When the stars trade themselves into warm, brown eyes, I immediately throw myself into the body that they belong to. Now standing and clinging onto a tight torso, Kylo's heart beats downcast within. He feels the shockwave of my suddenness but stays firm on his feet, those cloaked and deadly arms wrapping around my frame with ease and caution.

"You know," He breathes into my shoulder, my hair swaying with his words and revealing the flesh of my neck where he can place his lips—not passionately, just in a need of comfort.

Tears drench his black shirt, and I sob into the material. Kylo's arms never leave and with those hands he'll cover every angle and stay right here until I pull away. Soon this shoulder to cry on will be gone and all I am in this moment is locked in a cage of sadness, every other emotion pushed from my being beyond these bars.

"Don't leave..." I grieve into material. No longer did I care for being weak in front of this man, for I have been my most fragile before in his grasp. I wondered if he could tell of the life he created within me, but part of me knew he didn't care for a weapon created—for he was the weapon himself.

"I can't disobey my orders."

"But—" I pull from his chest slowly, my sad eyes meeting his. "You're going to be gone for five months." I point out the obvious, as if he didn't already know.

"I know."

"I'm going to be stuck here alone, for five months," I continue, my eyes searching for anything in those pools of honey brown, an answer, an escape... but only in those eyes was a sadness as great as mine.

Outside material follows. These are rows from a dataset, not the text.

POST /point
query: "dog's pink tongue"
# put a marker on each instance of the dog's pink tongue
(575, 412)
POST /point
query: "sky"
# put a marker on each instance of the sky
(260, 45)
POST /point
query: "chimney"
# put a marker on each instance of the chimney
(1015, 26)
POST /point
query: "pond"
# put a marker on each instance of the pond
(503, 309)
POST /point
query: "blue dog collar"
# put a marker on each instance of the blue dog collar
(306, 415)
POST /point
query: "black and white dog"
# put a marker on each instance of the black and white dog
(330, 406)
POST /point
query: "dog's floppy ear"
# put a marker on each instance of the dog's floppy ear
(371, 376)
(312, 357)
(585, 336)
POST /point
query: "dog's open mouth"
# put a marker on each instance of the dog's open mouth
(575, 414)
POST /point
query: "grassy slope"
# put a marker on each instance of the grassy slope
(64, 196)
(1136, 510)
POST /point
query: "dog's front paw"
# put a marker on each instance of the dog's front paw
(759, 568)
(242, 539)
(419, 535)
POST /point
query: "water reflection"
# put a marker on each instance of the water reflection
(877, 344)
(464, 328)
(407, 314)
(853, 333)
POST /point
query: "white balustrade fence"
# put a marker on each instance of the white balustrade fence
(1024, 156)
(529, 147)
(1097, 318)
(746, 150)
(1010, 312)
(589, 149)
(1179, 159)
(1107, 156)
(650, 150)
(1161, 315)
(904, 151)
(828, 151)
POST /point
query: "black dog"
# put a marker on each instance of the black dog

"I know," He repeats himself, calm and quiet.

"What am I supposed to do?" My bottom lip wobbles.

I sound desperate and naive, but even now I can feel the tug between us. That metaphorical rope that pulled me to him, knotting tighter as if it was wishing for him to stay as much as I did.

Something flashed beneath the surface of Kylo's expression and in his eyes of sudden grief, I could somewhat see my own reflection. He and I the same, maybe it was the metaphorical rope that made us this way or just instead, we truely cared for one another.

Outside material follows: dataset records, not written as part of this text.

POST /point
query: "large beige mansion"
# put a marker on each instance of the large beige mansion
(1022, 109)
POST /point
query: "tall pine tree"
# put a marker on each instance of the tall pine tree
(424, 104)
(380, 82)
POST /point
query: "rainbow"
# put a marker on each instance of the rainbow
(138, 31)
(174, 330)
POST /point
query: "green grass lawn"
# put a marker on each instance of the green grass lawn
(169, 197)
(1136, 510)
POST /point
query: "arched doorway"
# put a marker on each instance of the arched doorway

"I can't disobey my orders," He sighs, his gloved hands grabbing my own tightly. "Just wait for my return as I will await coming home."

Home.

No longer could I see the deceiving hollow soul that he portrayed to others, all that remained in the tear-stained glass, was that inquisitiveness, that desire, that fire in his eyes—to which he only showed me.

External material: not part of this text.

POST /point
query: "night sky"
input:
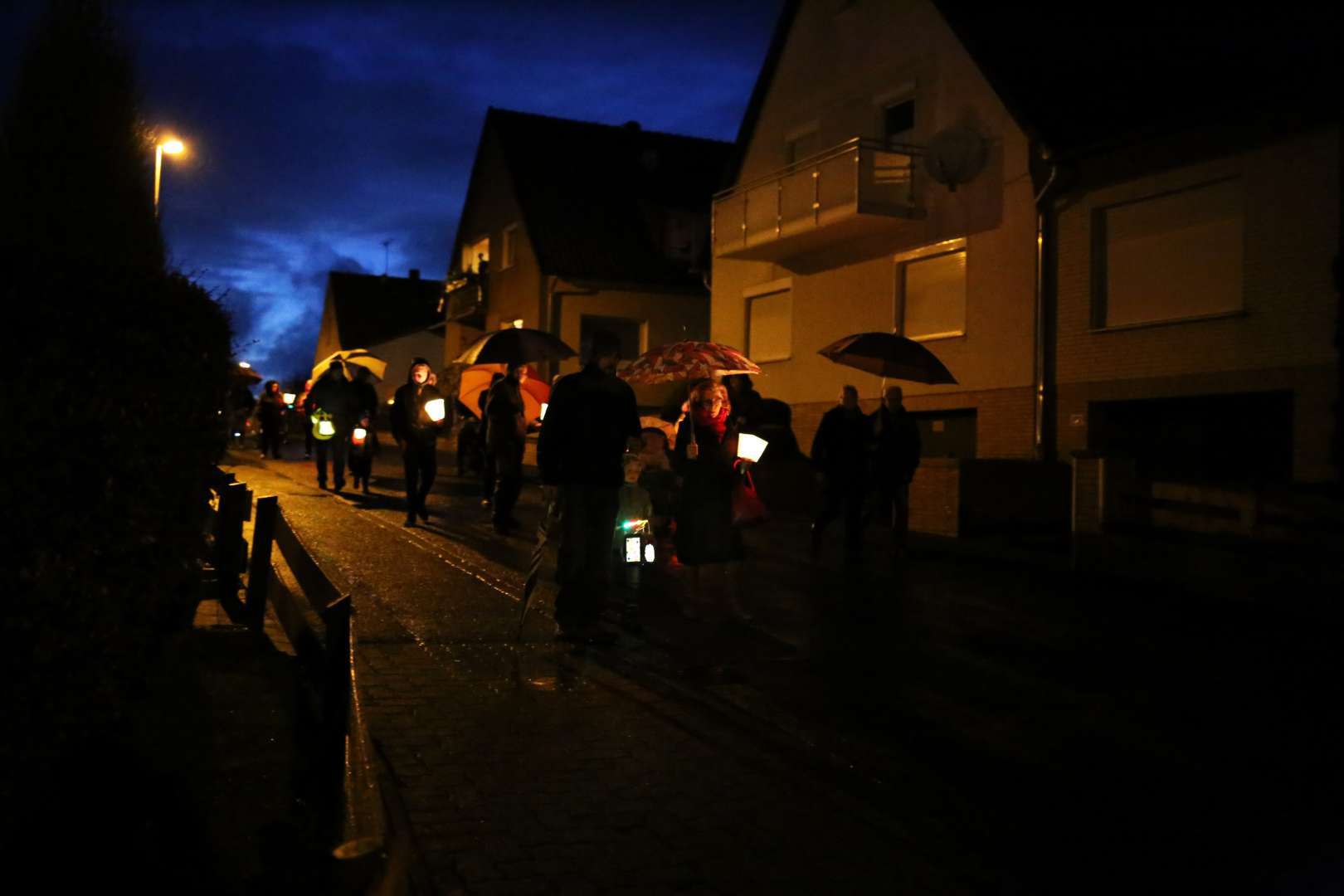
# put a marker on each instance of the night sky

I nod, my lips parting and wobbling, "When do you leave?"

Kylo's eyebrows furrow as if he is in deep thought, when really it is because he is trying to remember every single detail upon my face and burning it into his memory, as deeply as that gash upon his face had burnt into his flesh.

"Tomorrow."

When he looked away, so did I in my hurt, but as my eyes shifted to the side, tears dripped from my eyelashes and slid down my cheeks.

I bit my lip tightly in attempt to hide any sound that wanted to escape from my throat; my heart sank. He was leaving sooner than I had thought.

Maybe that was the most exhilarating part of Snoke's pleasure in my torture? Like ripping a bandage quickly and harshly from already torn skin, peeling away any attempts of healing before it scarred completely.

"I am sorry," He apologises, though he shouldn't be the one doing so.

The First Order thought of Kylo Ren as nothing more than a weapon, but I could see so much more—and that was the exact reason they are tearing him away to another ship for five months.